Most Indigenous students consigned to schools with least capacity to help

CHRIS BONNOR published in The Guardian

19 February 2018

Layers are being created within and between Indigenous communities, making closing the gap ever more difficult

Most Indigenous children attend schools well down the socio-educational ladder. Photograph: Helen Davidson for the Guardian

 

We are now into the tenth anniversary of the strategy to close the gap between Indigenous and non-Indigenous Australia. Last week saw a report on progress, a subdued celebration on scattered achievements and copious hand-wringing over endemic failures.

It seems that amongst the Closing the Gap target areas it is school education where some celebration is justified – with some gains in numeracy, reading and school retention.
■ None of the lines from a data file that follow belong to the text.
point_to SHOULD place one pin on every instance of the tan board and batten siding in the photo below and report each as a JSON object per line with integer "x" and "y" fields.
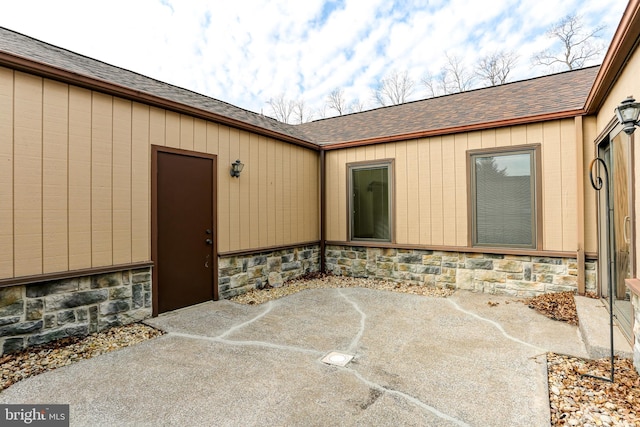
{"x": 75, "y": 188}
{"x": 430, "y": 186}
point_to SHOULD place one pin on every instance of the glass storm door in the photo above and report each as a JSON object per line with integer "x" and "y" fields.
{"x": 616, "y": 152}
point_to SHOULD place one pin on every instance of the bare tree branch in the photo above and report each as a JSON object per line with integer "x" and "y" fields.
{"x": 494, "y": 69}
{"x": 336, "y": 101}
{"x": 300, "y": 112}
{"x": 356, "y": 106}
{"x": 394, "y": 89}
{"x": 576, "y": 44}
{"x": 457, "y": 78}
{"x": 281, "y": 108}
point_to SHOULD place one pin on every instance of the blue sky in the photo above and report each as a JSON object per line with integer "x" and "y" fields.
{"x": 246, "y": 52}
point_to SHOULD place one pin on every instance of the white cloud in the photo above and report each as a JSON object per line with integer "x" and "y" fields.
{"x": 246, "y": 51}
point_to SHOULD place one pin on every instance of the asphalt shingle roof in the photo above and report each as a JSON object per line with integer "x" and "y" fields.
{"x": 36, "y": 50}
{"x": 535, "y": 97}
{"x": 557, "y": 93}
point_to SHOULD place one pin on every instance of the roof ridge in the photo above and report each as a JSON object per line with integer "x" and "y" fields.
{"x": 453, "y": 94}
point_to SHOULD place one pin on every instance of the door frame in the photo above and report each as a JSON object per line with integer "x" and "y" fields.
{"x": 603, "y": 140}
{"x": 155, "y": 149}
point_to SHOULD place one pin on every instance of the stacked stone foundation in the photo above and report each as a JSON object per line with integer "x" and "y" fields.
{"x": 242, "y": 273}
{"x": 39, "y": 313}
{"x": 489, "y": 273}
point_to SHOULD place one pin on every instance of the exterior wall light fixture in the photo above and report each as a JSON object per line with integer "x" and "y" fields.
{"x": 236, "y": 168}
{"x": 627, "y": 113}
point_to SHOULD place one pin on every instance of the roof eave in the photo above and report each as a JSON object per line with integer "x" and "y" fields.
{"x": 456, "y": 129}
{"x": 52, "y": 72}
{"x": 625, "y": 40}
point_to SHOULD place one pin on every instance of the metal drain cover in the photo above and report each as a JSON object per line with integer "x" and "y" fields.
{"x": 336, "y": 358}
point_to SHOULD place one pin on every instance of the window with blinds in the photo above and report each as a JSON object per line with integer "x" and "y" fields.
{"x": 503, "y": 196}
{"x": 369, "y": 202}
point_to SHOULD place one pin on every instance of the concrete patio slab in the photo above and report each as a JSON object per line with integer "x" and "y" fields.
{"x": 594, "y": 328}
{"x": 456, "y": 361}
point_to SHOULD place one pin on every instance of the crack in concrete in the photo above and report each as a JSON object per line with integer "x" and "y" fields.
{"x": 351, "y": 349}
{"x": 264, "y": 344}
{"x": 363, "y": 318}
{"x": 407, "y": 397}
{"x": 381, "y": 388}
{"x": 248, "y": 322}
{"x": 495, "y": 324}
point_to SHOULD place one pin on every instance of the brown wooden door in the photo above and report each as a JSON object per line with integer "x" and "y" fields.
{"x": 185, "y": 234}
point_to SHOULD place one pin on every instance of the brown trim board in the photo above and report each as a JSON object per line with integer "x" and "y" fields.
{"x": 323, "y": 210}
{"x": 27, "y": 280}
{"x": 453, "y": 130}
{"x": 268, "y": 249}
{"x": 465, "y": 249}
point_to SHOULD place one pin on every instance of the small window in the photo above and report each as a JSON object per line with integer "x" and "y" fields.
{"x": 503, "y": 198}
{"x": 370, "y": 201}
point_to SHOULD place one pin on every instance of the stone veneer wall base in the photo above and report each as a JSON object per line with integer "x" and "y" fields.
{"x": 496, "y": 274}
{"x": 39, "y": 313}
{"x": 239, "y": 274}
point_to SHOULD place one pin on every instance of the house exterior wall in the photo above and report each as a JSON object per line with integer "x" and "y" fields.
{"x": 75, "y": 179}
{"x": 430, "y": 185}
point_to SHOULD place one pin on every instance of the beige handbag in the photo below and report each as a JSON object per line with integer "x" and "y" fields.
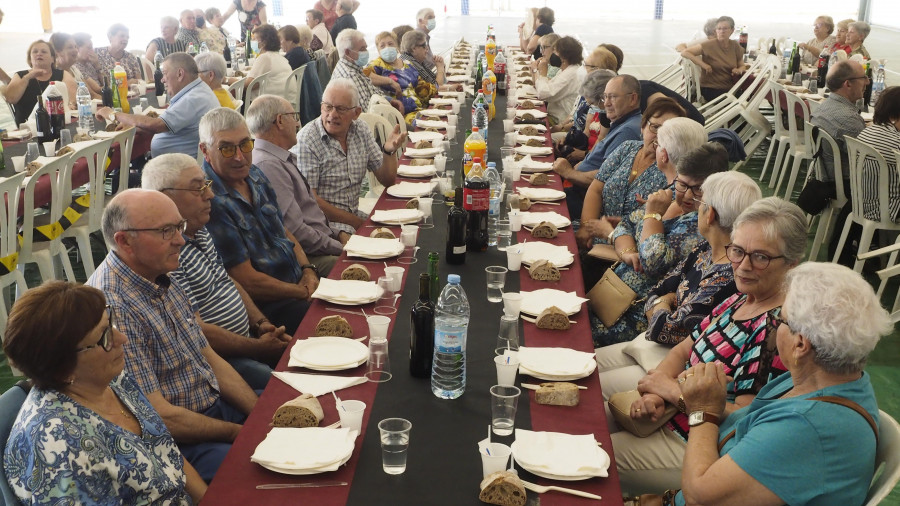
{"x": 620, "y": 406}
{"x": 611, "y": 297}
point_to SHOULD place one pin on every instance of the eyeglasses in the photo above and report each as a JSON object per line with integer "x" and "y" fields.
{"x": 197, "y": 191}
{"x": 611, "y": 97}
{"x": 294, "y": 115}
{"x": 167, "y": 231}
{"x": 682, "y": 187}
{"x": 105, "y": 341}
{"x": 229, "y": 150}
{"x": 758, "y": 260}
{"x": 339, "y": 108}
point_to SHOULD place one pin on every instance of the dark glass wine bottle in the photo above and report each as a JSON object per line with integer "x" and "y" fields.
{"x": 421, "y": 324}
{"x": 456, "y": 231}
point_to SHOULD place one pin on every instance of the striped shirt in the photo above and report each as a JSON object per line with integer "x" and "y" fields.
{"x": 164, "y": 352}
{"x": 202, "y": 275}
{"x": 885, "y": 139}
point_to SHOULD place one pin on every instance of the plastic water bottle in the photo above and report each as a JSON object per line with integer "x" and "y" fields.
{"x": 877, "y": 85}
{"x": 451, "y": 322}
{"x": 83, "y": 99}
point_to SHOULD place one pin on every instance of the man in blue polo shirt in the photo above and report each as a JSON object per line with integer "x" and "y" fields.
{"x": 176, "y": 128}
{"x": 621, "y": 101}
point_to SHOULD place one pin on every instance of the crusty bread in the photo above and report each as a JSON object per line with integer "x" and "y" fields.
{"x": 334, "y": 326}
{"x": 357, "y": 272}
{"x": 542, "y": 270}
{"x": 304, "y": 411}
{"x": 503, "y": 488}
{"x": 539, "y": 179}
{"x": 552, "y": 318}
{"x": 383, "y": 233}
{"x": 559, "y": 393}
{"x": 545, "y": 230}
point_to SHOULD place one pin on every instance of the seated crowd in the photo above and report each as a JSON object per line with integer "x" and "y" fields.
{"x": 212, "y": 262}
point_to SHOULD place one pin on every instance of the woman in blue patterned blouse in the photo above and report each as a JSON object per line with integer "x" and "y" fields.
{"x": 85, "y": 433}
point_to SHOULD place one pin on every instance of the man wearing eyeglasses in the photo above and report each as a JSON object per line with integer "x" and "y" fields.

There is still a long way to go but any progress will be a welcome boost for schools more used to wearing all the blame for low levels of student achievement.
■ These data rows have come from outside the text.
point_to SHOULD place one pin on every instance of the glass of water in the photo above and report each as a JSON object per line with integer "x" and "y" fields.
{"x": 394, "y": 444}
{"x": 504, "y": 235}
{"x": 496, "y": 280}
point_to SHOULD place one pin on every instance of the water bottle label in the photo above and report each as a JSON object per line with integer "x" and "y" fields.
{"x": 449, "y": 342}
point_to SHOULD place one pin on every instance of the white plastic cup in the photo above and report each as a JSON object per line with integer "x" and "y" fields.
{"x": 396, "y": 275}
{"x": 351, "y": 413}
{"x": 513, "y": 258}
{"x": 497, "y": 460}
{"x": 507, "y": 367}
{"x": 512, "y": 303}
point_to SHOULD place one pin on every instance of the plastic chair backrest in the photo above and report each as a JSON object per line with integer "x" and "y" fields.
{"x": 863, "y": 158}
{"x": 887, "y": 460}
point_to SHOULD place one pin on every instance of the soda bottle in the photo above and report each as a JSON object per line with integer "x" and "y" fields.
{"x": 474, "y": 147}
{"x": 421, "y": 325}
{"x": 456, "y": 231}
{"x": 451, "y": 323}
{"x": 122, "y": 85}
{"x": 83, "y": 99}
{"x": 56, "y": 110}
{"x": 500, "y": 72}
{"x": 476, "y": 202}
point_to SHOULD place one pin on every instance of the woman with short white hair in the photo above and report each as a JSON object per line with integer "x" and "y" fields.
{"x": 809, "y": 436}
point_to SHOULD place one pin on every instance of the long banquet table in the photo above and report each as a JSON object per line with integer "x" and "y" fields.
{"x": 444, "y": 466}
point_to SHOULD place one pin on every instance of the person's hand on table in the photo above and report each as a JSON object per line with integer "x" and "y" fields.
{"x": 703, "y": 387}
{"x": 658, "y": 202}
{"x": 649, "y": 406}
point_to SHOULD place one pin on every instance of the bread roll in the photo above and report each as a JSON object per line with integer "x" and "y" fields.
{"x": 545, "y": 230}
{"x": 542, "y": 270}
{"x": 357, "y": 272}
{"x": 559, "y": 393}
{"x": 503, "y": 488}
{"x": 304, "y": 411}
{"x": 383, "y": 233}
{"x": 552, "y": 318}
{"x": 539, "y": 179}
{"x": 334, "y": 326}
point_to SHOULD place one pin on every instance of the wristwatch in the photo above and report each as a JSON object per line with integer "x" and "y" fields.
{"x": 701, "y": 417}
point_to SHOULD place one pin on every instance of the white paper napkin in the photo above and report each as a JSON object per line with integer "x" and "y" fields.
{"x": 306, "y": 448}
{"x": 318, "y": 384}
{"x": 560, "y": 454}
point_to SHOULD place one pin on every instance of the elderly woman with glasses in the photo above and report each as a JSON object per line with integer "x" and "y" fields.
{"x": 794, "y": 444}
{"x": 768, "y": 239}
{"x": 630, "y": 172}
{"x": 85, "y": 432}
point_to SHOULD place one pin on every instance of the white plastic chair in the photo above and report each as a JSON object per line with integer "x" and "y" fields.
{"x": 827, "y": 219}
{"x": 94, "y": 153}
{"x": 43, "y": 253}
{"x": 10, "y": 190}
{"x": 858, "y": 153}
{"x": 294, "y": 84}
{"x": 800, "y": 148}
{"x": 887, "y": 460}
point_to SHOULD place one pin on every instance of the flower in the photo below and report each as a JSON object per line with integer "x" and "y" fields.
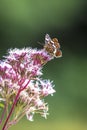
{"x": 21, "y": 84}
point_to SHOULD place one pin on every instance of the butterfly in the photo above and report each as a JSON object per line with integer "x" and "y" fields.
{"x": 52, "y": 46}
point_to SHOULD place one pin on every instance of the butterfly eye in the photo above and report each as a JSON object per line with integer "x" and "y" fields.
{"x": 58, "y": 53}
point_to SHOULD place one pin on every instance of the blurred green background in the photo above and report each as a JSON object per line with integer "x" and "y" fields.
{"x": 24, "y": 23}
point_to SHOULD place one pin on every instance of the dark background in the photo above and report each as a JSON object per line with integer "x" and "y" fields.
{"x": 24, "y": 23}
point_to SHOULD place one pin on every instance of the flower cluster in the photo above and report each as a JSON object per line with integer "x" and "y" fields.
{"x": 21, "y": 87}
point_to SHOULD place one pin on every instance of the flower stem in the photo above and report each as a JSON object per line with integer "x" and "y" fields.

Indigenous education has more than its share of set-backs but we also hear about heroic efforts by teachers to turn the numbers around. The work done by Chris Sarra and the Stronger Smarter Institute is deservedly well-known. Many schools are stand-outs and new learning designs are challenging what schools should do, and what success should really look like.

But alongside our efforts to close the gap our school system operates in a way which keeps it as wide as ever, in the process almost mocking efforts at the school level. Most concerning is how we are consigning most Indigenous students, especially the strugglers, to the schools with the least capacity to address their pre-existing disadvantage.
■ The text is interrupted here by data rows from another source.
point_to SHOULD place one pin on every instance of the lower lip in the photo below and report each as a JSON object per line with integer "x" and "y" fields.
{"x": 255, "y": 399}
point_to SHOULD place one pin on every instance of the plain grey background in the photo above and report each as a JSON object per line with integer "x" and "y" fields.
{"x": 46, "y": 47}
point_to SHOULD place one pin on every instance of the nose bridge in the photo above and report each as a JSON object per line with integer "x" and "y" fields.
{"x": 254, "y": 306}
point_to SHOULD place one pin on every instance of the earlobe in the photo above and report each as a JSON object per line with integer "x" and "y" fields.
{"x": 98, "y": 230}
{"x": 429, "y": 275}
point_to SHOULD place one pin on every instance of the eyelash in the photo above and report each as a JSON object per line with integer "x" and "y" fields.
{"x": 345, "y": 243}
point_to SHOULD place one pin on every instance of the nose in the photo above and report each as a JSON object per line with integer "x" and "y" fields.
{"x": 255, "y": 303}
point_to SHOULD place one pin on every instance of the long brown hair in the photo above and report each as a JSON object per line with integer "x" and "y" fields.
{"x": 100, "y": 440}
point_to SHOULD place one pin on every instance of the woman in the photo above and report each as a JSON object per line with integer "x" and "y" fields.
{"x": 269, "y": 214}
These are the schools at the bottom end of the school socio-educational (SEA) ladder which we have created in Australia. It is a regressive hierarchy, affecting the disadvantaged in general but very visibly so with most Indigenous students. We are now creating layers within and between Indigenous communities, just as we are with other Australians. Those who can will scramble up the ladder; those who can’t will struggle – increasingly in a class of strugglers, a class of their own.

How does this play out on the ground? Schools with students who are advantaged accumulate the social, cultural and even financial capital of their supportive and resourceful parents. Schools which enrol an increasing proportion of disadvantaged students gradually lose the resource of higher-performers and role models. Teacher experiences and expectations, as well as curriculum offerings and access, can change and resources might be scarce. Teachers increasingly have to consolidate skills and knowledge already traversed. The odds against making the much-needed breakthroughs mount up.

This is what we are especially doing to Indigenous students. Most attend schools well down that socio-educational ladder: lower SEA government and Catholic schools and some remote Independent schools. The government schools face the biggest challenge because the two private sectors enrol the more advantaged from Indigenous communities. As always, some students emerge as winners and the schools can sometimes tick an equity box, while compounding bigger problems elsewhere.

There are urban-regional contrasts: the trend to residualise Indigenous students is magnified in regional areas where a majority of them attend school. The most disadvantaged regional schools continue to have high Indigenous enrolments. The reality for these schools is that there is no one below them on the school ladder. They don’t win the more advantaged students from the higher rungs and must accept anyone on the way down.

This is also more noticeable outside the cities because the successful and the strugglers live almost side-by-side, but their children often go to very different schools. Centres such as Coffs Harbour, Orange, Tamworth-Gunnedah and Wagga Wagga offer a considerable choice of schools. What is sometimes a black-white divide is not so much a matter of active discrimination; it is the level of school fees which sorts everyone out. There are very few Indigenous students in Anglican schools, more in community Christian, Catholic and higher SEA government schools – but most are in other government schools.

While an experience of schooling is shared by all, Indigenous and non-Indigenous children increasingly don’t share the same school. Closing this gap needs to be part of the obligation of every school: we will only do it if we increase the number and proportion of our schools which are obliged to be open to children from every family in every circumstance in every part of Australia.

It seems that concerns about slow progress towards targets have triggered an overhaul of the Closing the Gap strategy. They will reshape the targets, maybe broaden their reach, widen the consultation and be happy enough with a job well done. Little will change unless they come to grips with a framework of schools intent on widening the gaps.

  • Chris Bonnor is a Fellow of the Centre for Policy Development and a director of Big Picture Education Australia.